110. The Special Rapporteur is unable to assess the effect of the Kosovo crisis abroad, particularly on the situation of asylum-seekers and refugees from the Republic of Albania and the territory of the former Socialist Federal Republic of Yugoslavia in the countries where they now reside. Accordingly, he suggests that the effect of those communities on the crisis in Kosovo, and the effect of the crisis on them, deserve attention.
111. Forensic investigations by an independent team of experts should be conducted at Likosane, Cirez, Prekaz, Glodjane, Golubovac, Gornje Obrinje, Volujak, Klecka, Orahovac and other locations to determine whether arbitrary, summary or extra-judicial executions occurred.
112. Should sufficient evidence exist to warrant criminal investigations as a result of investigation of police conduct, police officers should be subject not only to internal disciplinary measures, but to investigatory procedure applicable to all citizens. Criminal charges, as necessary, should be brought by the State prosecutor, and cases should be brought swiftly to trial held in regular, open session.
113. Full and unhindered access by the ICTY to carry out its mandate throughout the FRY should be assured.
114. Human rights and rights under domestic law should be respected for those persons in detention. Persons arrested should be allowed immediately to contact their families, to inform them of their arrest, and to have access to legal aid. They should be allowed access on demand, regardless of whether they are in police detention or court custody, to their own physicians, not just to physicians provided by the police or court. All allegations of torture should be rigorously investigated, evidence found to have been obtained through torture should be disallowed, and perpetrators of torture should be prosecuted and punished.
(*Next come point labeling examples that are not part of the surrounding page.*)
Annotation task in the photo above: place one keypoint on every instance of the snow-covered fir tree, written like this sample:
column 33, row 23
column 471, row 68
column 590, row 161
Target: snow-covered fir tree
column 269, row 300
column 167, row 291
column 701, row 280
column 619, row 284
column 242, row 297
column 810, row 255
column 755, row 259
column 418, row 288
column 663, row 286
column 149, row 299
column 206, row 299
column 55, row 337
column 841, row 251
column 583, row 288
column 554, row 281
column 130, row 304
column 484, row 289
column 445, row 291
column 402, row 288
115. Police should strive to treat maximum periods after arrest specified by domestic law as maximum limits. Domestic law allows the police to hold an individual 24 hours to determine identity and 72 hours before arraignment before an investigative judge. Reports indicate that these maximum limits are frequently the norm - not the exception - for preliminary police custody.
116. Kosovo paramilitary units should immediately release all abductees, without preconditions.
117. The parliament of Serbia should repeal the Law on Public Information.
118. The Governments of Bosnia and Herzegovina, Croatia, and FRY should implement a harmonized regional citizenship regime, including appropriate provision for dual/multiple citizenship, to resolve the problem of citizenship, avoid de facto statelessness, and promote return of refugees.
119. Regional approaches to property rights, creating uniform regulations on protection of property and property transactions, should be established.